De uma forma geral, trata-se dos chamados red states, os estados do Centro e do Sul dos EUA onde os republicanos tendem a vencer eleições. Aqui, e com pequenas diferenças entre a lei de cada estado, o aborto passa a ser proibido. Todos prevêm uma excepção em caso de risco de vida para mãe, mas nem todos admitem uma excepção em caso de violação, incesto ou malformação do feto. Segundo as contas do New York Times, em causa estão cerca de 25 milhões de mulheres em idade fértil em 20 estados.
E nos chamados blue states?
Tudo igual, pelo menos para já. No Nordeste (incluindo Nova Iorque) e na Costa Oeste (incluindo a Califórnia), mantém-se o direito à interrupção voluntária da gravidez. Cava-se assim um fosso cada vez maior entre duas Américas: uma de tendência conservadora e outra progressista, cada uma com valores e leis cada vez mais distintas.
E onde está Joe Biden no meio disto? E o que pode ser feito para reverter a situação?
O Presidente dos EUA, o democrata Joe Biden, diz que a única solução para garantir o direito ao aborto a nível nacional é transformar Roe vs Wade numa lei nacional, o que cabe ao Congresso (o parlamento americano, dividido entre a Câmara dos Representantes e o Senado). A questão é que os Estados Unidos vão a votos em Novembro para eleger parte do Congresso, e as sondagens sugerem, de momento, que os republicanos podem obter maiorias na Câmara dos Representantes e até no Senado, apesar de o Partido Democrata estar a tentar mobilizar o seu eleitorado desde o anúncio da decisão do Supremo. O tema dominará estas eleições intercalares.
Em todo o caso, o assunto não ficará resolvido em Novembro.

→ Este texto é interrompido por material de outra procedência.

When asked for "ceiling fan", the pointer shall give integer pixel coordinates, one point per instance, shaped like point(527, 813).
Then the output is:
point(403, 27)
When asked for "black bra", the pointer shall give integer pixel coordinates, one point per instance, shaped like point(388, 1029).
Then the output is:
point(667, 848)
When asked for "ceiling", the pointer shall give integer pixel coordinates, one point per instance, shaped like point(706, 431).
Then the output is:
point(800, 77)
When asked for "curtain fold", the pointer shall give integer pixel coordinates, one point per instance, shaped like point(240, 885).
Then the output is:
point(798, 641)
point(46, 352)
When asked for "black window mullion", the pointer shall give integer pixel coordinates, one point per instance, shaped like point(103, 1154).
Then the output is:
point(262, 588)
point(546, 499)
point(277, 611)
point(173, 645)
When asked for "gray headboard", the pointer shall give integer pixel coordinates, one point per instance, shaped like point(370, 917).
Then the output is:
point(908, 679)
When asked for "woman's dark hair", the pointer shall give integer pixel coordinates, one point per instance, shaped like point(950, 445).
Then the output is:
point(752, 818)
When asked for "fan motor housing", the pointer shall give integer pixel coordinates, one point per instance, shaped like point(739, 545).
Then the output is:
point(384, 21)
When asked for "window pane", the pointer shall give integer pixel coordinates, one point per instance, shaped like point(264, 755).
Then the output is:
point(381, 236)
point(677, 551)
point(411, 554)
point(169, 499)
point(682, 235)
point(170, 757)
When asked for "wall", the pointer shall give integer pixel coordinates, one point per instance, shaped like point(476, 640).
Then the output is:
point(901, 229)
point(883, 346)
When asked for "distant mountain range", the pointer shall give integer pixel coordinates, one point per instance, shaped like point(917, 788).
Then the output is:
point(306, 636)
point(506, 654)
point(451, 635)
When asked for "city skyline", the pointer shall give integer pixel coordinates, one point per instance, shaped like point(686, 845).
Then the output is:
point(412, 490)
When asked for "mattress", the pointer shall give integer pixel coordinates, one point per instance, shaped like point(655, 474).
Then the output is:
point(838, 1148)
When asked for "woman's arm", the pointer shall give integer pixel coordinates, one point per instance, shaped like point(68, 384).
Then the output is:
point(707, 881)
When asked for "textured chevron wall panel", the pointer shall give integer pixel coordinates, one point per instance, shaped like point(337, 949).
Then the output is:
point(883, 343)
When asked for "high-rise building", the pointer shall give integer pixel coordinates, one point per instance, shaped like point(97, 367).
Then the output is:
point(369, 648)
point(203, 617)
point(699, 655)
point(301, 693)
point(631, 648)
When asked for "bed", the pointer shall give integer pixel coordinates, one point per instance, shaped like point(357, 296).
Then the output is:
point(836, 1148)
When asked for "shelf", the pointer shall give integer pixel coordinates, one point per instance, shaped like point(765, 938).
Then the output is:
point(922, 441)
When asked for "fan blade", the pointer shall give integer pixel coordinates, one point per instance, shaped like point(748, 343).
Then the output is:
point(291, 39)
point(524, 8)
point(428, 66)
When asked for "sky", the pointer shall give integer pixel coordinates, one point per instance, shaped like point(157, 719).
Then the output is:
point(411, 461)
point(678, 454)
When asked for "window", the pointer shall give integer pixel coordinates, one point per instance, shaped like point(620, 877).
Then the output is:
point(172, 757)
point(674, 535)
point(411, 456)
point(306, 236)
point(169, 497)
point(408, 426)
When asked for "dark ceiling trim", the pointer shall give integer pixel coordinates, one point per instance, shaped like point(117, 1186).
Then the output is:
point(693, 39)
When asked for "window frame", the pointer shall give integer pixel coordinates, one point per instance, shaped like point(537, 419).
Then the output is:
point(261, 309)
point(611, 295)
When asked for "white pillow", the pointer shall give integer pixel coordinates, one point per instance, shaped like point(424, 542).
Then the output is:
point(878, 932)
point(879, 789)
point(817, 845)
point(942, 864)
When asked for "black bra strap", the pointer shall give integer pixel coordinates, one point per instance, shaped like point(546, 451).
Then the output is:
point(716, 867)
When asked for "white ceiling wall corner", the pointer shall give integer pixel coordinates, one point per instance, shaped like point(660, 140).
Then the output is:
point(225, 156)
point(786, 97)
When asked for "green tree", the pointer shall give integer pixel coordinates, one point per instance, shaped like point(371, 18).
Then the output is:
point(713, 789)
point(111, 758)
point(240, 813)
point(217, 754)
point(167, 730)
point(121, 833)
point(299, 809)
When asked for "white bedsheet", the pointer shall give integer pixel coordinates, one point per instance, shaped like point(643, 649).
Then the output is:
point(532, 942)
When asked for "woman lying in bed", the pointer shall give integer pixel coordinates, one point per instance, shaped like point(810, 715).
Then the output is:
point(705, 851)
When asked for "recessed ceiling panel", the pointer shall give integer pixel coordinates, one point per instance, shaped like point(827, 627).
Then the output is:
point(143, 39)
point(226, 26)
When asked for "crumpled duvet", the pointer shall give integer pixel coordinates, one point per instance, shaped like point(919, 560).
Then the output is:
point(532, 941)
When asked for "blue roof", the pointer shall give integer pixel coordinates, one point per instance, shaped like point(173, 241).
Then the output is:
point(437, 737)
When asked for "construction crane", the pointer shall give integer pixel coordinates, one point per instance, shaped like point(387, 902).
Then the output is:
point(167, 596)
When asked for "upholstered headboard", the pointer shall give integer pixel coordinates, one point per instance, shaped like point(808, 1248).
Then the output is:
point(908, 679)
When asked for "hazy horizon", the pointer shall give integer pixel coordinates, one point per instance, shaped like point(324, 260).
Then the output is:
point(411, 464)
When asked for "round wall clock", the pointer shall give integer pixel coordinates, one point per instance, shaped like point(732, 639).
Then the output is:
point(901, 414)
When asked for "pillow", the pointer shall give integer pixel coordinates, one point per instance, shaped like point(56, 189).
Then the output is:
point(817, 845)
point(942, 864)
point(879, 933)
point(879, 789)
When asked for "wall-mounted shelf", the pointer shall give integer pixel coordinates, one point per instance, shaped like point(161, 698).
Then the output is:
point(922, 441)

Deveremos assistir a uma longa disputa, de vários anos, que pode ter desfechos completamente diferentes. Se os republicanos voltarem a reconquistar a Casa Branca num cenário de dupla maioria no Congresso, não está posta de parte a hipótese de uma proibição do aborto a nível nacional. Do lado dos democratas, será preciso lutar por maiorias nacionais e estaduais, ou esperar pela sua oportunidade de fazer nomeações para o Supremo. Esperar, ou então criar essa oportunidade: há apelos para que se aumente o número de lugares no Supremo, tal como também há quem defenda o mesmo no Senado (transformando Porto Rico e o Distrito de Colúmbia em estados), o que de momento favorecia o Partido Democrata. Mas estes são cenários pouco prováveis.
Mas os americanos são mesmo contra o aborto?
Não necessariamente. É importante não cair em generalizações, porque aqui acontece o mesmo que observamos no debate do controlo das armas nos Estados Unidos. Tal como uma maioria dos norte-americanos é favorável a um maior controlo da venda de armas (a que o Partido Republicano se opõe), também uma ligeira maioria dos americanos é favorável à legalização da interrupção voluntária da gravidez (a que o Partido Republicano também se opõe). No fim-de-semana, uma sondagem da YouGov para a televisão CBS indicava que 52% dos americanos inquiridos considerava a decisão do Supremo um retrocesso para o país e que apenas 31% considerava o veredicto um avanço (17% tinham uma opinião neutra, ou não tinham opinião formada). Os números estão mais ou menos em linha com as sondagens feitas ao longo das últimas décadas, onde os campos "pró-vida" e "pró-escolha" estão praticamente empatados, mas com uma ligeira vantagem para este último.